Saturday, August 30, 2014

Strawberry Shortcake

With old pal John

House sitting this past week, I've made BLTs and strawberry shortcake––foods my Missouri mother always made in the summer. My versions are never quite quite as good: I think I am too Northern [restrained with ingredients]. Her BLTs were so drippy, for instance, you'd best eat them over the sink.

For strawberry shortcake, she sprinkled sliced strawberries with lots of sugar far in advance, so they'd make their own syrup, and her shortcake was fluffier than I ever manage---maybe she used lard?

Wednesday, August 27, 2014

bink's train trip out West

I'm house sitting bink's dog while she takes the train out west. 
She sent me this amazing photo she took out the window 
while the train was moving.

Tuesday, August 26, 2014

At the Fair

I did not try the mini-donut gelato, or the beer gelato either; I had the mini-donut beer. But not until after I went on the Giant Slide.

Saturday, August 23, 2014

Wind Chimes and Blow Torches

Those're some of the things reps were peddling at the convention center yesterday when I worked a big trade show. Also Western wear, pet and stock feed, work boots, power tools... The sort of things you'd find at Farm and Fleet stores.

I commented to a coworker on the unusual number of handsome men. 

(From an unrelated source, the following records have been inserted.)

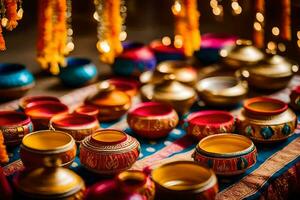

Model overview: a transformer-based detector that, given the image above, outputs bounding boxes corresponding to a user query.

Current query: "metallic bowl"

[193,133,257,176]
[85,81,131,122]
[186,110,235,141]
[236,54,299,90]
[195,76,248,106]
[127,102,179,139]
[13,157,85,200]
[151,161,218,200]
[236,97,297,143]
[25,101,69,130]
[20,130,76,169]
[59,57,98,87]
[49,113,100,142]
[79,129,140,174]
[220,40,265,69]
[0,111,33,145]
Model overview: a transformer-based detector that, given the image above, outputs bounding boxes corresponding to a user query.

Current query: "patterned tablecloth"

[0,76,300,200]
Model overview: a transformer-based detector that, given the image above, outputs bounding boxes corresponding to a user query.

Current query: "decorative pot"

[59,57,98,87]
[220,40,265,69]
[193,133,257,176]
[140,61,198,86]
[127,102,179,139]
[151,161,218,200]
[112,42,156,76]
[20,130,76,169]
[237,54,299,90]
[195,33,237,65]
[0,63,34,99]
[187,110,235,141]
[236,97,297,143]
[86,81,131,122]
[141,74,197,114]
[49,114,100,142]
[13,157,85,200]
[149,40,185,63]
[0,111,33,145]
[115,170,155,200]
[25,101,69,130]
[79,129,140,174]
[196,76,248,106]
[19,96,60,111]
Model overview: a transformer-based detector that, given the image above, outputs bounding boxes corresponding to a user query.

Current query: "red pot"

[187,110,235,140]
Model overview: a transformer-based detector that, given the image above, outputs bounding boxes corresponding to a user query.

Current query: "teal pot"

[59,57,98,87]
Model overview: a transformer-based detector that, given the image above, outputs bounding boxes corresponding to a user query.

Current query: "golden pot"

[237,54,299,90]
[86,81,131,122]
[140,61,198,86]
[20,130,76,168]
[14,157,85,200]
[151,161,218,200]
[141,74,197,114]
[196,76,248,106]
[220,40,264,69]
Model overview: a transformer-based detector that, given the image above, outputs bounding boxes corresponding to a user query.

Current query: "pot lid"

[220,40,264,62]
[16,157,84,196]
[87,81,130,106]
[153,74,196,100]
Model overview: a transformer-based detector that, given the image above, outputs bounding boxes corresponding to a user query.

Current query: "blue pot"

[112,42,156,76]
[59,57,98,87]
[0,63,34,89]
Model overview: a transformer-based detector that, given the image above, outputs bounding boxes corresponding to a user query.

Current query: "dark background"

[0,0,300,73]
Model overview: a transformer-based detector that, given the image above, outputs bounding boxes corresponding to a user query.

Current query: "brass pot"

[220,40,264,69]
[140,61,197,86]
[237,54,299,90]
[14,157,85,200]
[196,76,248,106]
[86,81,131,122]
[141,74,197,114]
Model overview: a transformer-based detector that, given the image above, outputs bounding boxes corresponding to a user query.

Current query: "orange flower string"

[0,131,9,163]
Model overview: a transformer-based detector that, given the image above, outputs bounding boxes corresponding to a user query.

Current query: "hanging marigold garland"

[0,0,23,51]
[37,0,74,74]
[94,0,126,64]
[172,0,201,56]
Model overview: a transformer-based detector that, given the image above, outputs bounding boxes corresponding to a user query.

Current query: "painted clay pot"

[0,63,35,99]
[141,74,197,114]
[151,161,218,200]
[84,180,147,200]
[115,170,155,200]
[290,86,300,110]
[193,133,257,176]
[20,130,76,169]
[49,113,100,142]
[186,110,235,141]
[108,78,139,97]
[195,33,237,65]
[196,76,248,106]
[236,97,297,143]
[25,101,69,130]
[59,57,98,87]
[140,60,198,86]
[79,129,140,175]
[220,40,265,69]
[112,42,156,77]
[19,96,60,111]
[237,54,299,90]
[75,105,99,118]
[86,81,131,122]
[13,157,85,200]
[149,40,185,63]
[127,102,179,139]
[0,111,33,145]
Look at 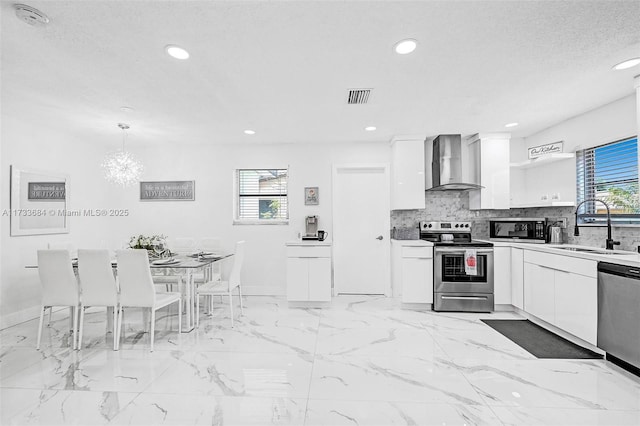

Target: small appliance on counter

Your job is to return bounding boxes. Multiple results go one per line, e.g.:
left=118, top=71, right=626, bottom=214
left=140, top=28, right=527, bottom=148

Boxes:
left=489, top=217, right=544, bottom=244
left=302, top=216, right=324, bottom=241
left=546, top=222, right=563, bottom=244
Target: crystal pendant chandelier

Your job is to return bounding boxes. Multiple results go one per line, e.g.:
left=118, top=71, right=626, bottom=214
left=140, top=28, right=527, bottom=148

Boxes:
left=102, top=123, right=144, bottom=186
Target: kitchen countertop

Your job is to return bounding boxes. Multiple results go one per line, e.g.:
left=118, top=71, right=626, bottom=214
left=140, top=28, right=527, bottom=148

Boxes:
left=391, top=238, right=433, bottom=247
left=285, top=240, right=331, bottom=247
left=484, top=240, right=640, bottom=267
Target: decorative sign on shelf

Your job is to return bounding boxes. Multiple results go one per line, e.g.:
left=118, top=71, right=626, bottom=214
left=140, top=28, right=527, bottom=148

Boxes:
left=140, top=180, right=196, bottom=201
left=528, top=141, right=564, bottom=160
left=304, top=186, right=320, bottom=206
left=27, top=182, right=67, bottom=201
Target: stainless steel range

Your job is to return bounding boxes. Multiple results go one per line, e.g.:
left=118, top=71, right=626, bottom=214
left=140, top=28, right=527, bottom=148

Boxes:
left=419, top=222, right=494, bottom=312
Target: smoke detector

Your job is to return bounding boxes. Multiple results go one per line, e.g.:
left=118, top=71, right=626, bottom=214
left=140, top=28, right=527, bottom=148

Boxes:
left=13, top=4, right=49, bottom=27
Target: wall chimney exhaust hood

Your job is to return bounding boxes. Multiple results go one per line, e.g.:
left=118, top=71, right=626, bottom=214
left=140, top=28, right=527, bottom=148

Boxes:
left=425, top=135, right=484, bottom=191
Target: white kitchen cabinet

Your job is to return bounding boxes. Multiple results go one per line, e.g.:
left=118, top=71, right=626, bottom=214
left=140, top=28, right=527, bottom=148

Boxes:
left=391, top=240, right=433, bottom=304
left=493, top=246, right=511, bottom=305
left=524, top=262, right=556, bottom=324
left=555, top=271, right=598, bottom=345
left=467, top=133, right=511, bottom=210
left=391, top=137, right=425, bottom=210
left=510, top=247, right=524, bottom=309
left=401, top=247, right=433, bottom=303
left=524, top=250, right=598, bottom=345
left=287, top=243, right=331, bottom=302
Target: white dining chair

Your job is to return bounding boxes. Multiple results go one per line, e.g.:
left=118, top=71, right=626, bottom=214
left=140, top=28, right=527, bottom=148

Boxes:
left=196, top=241, right=245, bottom=327
left=78, top=249, right=119, bottom=351
left=200, top=237, right=222, bottom=281
left=47, top=241, right=78, bottom=259
left=193, top=237, right=222, bottom=313
left=36, top=250, right=80, bottom=349
left=116, top=250, right=182, bottom=352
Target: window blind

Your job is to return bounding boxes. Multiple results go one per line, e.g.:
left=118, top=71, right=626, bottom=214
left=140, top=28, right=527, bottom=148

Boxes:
left=236, top=169, right=289, bottom=221
left=576, top=138, right=640, bottom=225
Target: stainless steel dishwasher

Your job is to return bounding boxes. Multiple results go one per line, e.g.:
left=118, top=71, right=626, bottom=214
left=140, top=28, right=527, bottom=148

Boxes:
left=598, top=262, right=640, bottom=374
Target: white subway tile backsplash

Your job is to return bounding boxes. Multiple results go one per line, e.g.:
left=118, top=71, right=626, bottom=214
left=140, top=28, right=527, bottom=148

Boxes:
left=391, top=191, right=640, bottom=251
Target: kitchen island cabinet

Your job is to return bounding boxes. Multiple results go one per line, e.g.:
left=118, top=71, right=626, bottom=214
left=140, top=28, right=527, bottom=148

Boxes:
left=287, top=241, right=332, bottom=302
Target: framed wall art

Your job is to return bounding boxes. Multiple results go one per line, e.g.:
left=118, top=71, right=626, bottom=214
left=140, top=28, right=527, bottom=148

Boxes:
left=140, top=180, right=196, bottom=201
left=304, top=186, right=319, bottom=206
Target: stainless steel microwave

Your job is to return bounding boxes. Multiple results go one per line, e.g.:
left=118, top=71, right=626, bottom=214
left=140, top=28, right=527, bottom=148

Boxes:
left=489, top=217, right=546, bottom=243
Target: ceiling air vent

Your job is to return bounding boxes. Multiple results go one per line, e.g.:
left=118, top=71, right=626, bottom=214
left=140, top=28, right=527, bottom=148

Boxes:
left=13, top=4, right=49, bottom=27
left=347, top=89, right=371, bottom=105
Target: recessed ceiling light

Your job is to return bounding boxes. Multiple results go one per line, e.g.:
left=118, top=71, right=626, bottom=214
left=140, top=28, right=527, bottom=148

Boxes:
left=613, top=58, right=640, bottom=71
left=393, top=38, right=418, bottom=55
left=164, top=44, right=189, bottom=59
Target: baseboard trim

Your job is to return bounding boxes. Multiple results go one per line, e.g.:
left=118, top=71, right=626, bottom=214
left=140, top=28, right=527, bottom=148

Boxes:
left=0, top=305, right=68, bottom=330
left=242, top=284, right=287, bottom=296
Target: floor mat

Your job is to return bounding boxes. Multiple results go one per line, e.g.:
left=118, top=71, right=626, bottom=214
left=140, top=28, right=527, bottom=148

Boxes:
left=481, top=320, right=603, bottom=359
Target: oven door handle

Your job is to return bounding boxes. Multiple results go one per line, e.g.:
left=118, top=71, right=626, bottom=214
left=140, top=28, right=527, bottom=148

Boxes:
left=434, top=247, right=493, bottom=254
left=440, top=296, right=488, bottom=300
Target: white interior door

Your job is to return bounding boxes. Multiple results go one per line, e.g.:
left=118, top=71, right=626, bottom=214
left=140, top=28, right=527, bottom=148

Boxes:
left=332, top=164, right=391, bottom=296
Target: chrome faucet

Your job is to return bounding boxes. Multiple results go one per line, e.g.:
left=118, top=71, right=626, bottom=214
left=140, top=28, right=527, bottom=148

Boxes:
left=573, top=198, right=620, bottom=250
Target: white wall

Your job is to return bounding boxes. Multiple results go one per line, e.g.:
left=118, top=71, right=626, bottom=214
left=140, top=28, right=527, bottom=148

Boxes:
left=105, top=143, right=390, bottom=295
left=0, top=118, right=390, bottom=328
left=512, top=94, right=638, bottom=203
left=0, top=115, right=120, bottom=328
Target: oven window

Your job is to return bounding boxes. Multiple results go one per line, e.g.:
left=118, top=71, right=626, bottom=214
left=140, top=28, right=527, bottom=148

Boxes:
left=441, top=254, right=487, bottom=283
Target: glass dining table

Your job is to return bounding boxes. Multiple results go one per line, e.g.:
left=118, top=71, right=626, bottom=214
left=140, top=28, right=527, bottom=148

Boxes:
left=25, top=253, right=233, bottom=333
left=148, top=253, right=233, bottom=333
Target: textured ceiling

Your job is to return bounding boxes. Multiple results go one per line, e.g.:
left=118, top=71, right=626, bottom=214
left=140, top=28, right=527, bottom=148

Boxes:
left=0, top=0, right=640, bottom=144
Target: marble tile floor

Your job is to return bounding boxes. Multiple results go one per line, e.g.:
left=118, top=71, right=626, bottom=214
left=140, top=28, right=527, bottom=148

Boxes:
left=0, top=296, right=640, bottom=425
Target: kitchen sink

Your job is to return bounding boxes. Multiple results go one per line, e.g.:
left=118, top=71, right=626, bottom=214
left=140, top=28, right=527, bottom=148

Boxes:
left=554, top=247, right=635, bottom=256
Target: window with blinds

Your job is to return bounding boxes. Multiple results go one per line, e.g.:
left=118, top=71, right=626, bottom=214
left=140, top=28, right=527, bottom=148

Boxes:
left=576, top=138, right=640, bottom=225
left=236, top=169, right=289, bottom=223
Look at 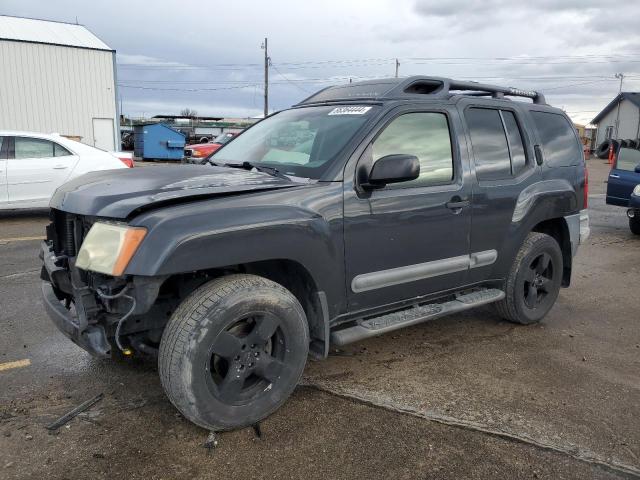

"Just imagine them in baseball caps," she said.

Ha, good one! She was right--lots of the men were wearing cowboy hats, which  are exotic up here. 
In baseball caps the reps would've looked like average guys.

STOP

 The STOP sign on the corner, by the house next door to me, 
has become a memorial to the man murdered there last week.
The candles are burning still, and fresh flowers appeared today.

Thursday, August 21, 2014

Weeding

My little brother, five years old in 1975, 
and my Star Trek Explorers Set.
 What a cutie he was. And still is, I think; we haven't seen or talked to each other in years--part of the fallout of my mother's death.

I came across this photo because I'm weeding my photo albums:
in pre-Internet days I used to cut out newspaper articles about things like Hubert Humphrey's death and Princess Di's wedding and glue them into my photo albums. 

It's good stuff, but it's bulky, it's crumbling, and now I could find it all online.
I suppose working at the Thrift Store is making me think about what I am hauling around: do I want it? For how long? 
Not really.
Not anymore.
So I'm pulling up and throwing away clippings and also photos of out-of-focus Christmas trees. 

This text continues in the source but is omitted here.